Take one scene as a representative example, in the ad, a high wall with shaped holes (figure 1), which resemble 
the shape of dresses, bags, shoes, dolls, furniture, etc., is presented. The wall itself, as a represented participant, 
is made salient through its size in the picture and eye-catching color, and the holes are visualized source of 
mental void. With the red-dressed woman standing before the wall displaying a sense of yearning and fulfillment 
after the void is fulfilled, the ad equivalent mental void with unsatisfied material needs and provides a solution 
for achieving fulfillment through the quickest way—consumption. 

3.2 Interactive Meaning 

The interactive dimension of images is the “writing” of what is usually called “non-verbal communication”, a 
“language” shared by producers and viewers alike. It involves two kinds of participants, represented participants 
(the people, the places and things depicted in images) and interactive participants (the people who communicate 
with each other through images, the producers and viewers of images), and three kinds of relations: (1) relations 
between represented participants; (2) relations between interactive and represented participants (the interactive 
participants’ attitudes towards the represented participants); and (3) relations between interactive participants 
(the things interactive participants do to or for each other through images) (Kress & van Leeuwn, 2006, p.l 14). 
The interactive meaning is realized by four factors: contact, social distance, attitude and modality. 

(1) Contact 

The visual configuration has two related functions. On the one hand, an image may create a visual form of direct 
address, in which contact is established by direct eye gaze or gestures of represented participants, in this case, we 
call this kind of image a ‘demand’; on the other hand, an image may also address the viewer indirectly , in this 
case, it ‘offers’ the represented participants to the viewer as items of information, objects of contemplation, 
impersonally, as though they were specimens in a display case (Kress & van Leeuwen, 2006, p. 119). 

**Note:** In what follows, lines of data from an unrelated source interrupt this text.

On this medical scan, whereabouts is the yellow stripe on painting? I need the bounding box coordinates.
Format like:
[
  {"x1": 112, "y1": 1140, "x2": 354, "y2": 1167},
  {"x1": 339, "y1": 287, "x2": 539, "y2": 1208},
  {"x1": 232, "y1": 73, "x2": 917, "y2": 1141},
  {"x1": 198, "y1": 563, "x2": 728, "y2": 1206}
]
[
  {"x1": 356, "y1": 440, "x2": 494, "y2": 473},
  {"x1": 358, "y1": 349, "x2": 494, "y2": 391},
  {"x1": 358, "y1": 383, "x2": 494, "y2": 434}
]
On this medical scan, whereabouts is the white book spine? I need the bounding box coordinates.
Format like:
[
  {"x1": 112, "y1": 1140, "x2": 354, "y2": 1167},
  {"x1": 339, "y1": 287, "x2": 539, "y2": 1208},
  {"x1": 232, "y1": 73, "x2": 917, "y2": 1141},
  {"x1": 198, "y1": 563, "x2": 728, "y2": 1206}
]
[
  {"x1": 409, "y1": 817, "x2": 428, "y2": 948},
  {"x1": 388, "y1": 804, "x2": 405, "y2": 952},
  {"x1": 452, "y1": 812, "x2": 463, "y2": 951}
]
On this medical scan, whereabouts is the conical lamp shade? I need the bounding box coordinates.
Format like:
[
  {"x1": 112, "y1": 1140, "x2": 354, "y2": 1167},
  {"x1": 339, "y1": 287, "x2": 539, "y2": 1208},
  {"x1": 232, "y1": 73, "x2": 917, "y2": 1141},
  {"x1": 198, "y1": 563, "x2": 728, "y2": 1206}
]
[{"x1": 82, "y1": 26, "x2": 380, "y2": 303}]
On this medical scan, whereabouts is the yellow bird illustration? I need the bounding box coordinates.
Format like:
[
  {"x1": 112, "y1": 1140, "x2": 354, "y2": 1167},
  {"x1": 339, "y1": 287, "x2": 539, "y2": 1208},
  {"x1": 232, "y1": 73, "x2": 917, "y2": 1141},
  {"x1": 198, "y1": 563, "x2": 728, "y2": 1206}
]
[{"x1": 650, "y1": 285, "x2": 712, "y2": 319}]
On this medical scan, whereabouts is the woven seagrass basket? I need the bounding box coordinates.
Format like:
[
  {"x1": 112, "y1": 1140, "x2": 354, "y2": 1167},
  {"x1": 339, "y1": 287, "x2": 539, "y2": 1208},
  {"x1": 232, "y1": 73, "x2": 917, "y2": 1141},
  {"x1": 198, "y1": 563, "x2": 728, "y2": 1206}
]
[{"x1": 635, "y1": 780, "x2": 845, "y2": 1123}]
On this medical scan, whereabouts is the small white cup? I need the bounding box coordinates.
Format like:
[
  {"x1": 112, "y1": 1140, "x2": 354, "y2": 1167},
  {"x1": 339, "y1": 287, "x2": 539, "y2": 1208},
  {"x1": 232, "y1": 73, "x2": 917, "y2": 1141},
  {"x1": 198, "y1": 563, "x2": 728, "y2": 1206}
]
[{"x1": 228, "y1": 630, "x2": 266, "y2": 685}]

In some contexts—for instance, television newsreading and the posted magazine photograph—the ‘demand’ 
picture is preferred: these contexts require a sense of connection between the viewers and the authority figures, 
celebrities and role models they depict. In other contexts—for example, feature film and television drama and 
scientific illustration—the ‘offer’ is preferred: here a real or imaginary barrier is erected between the represented 
participants and the viewers, a sense of disengagement, in which the viewer must have illusion that the 
represented participants do not know they are being looked at, and in which the represented participants must 
pretend that they are not being watched (Kress & van Leeuwen, 2006, p. 120). 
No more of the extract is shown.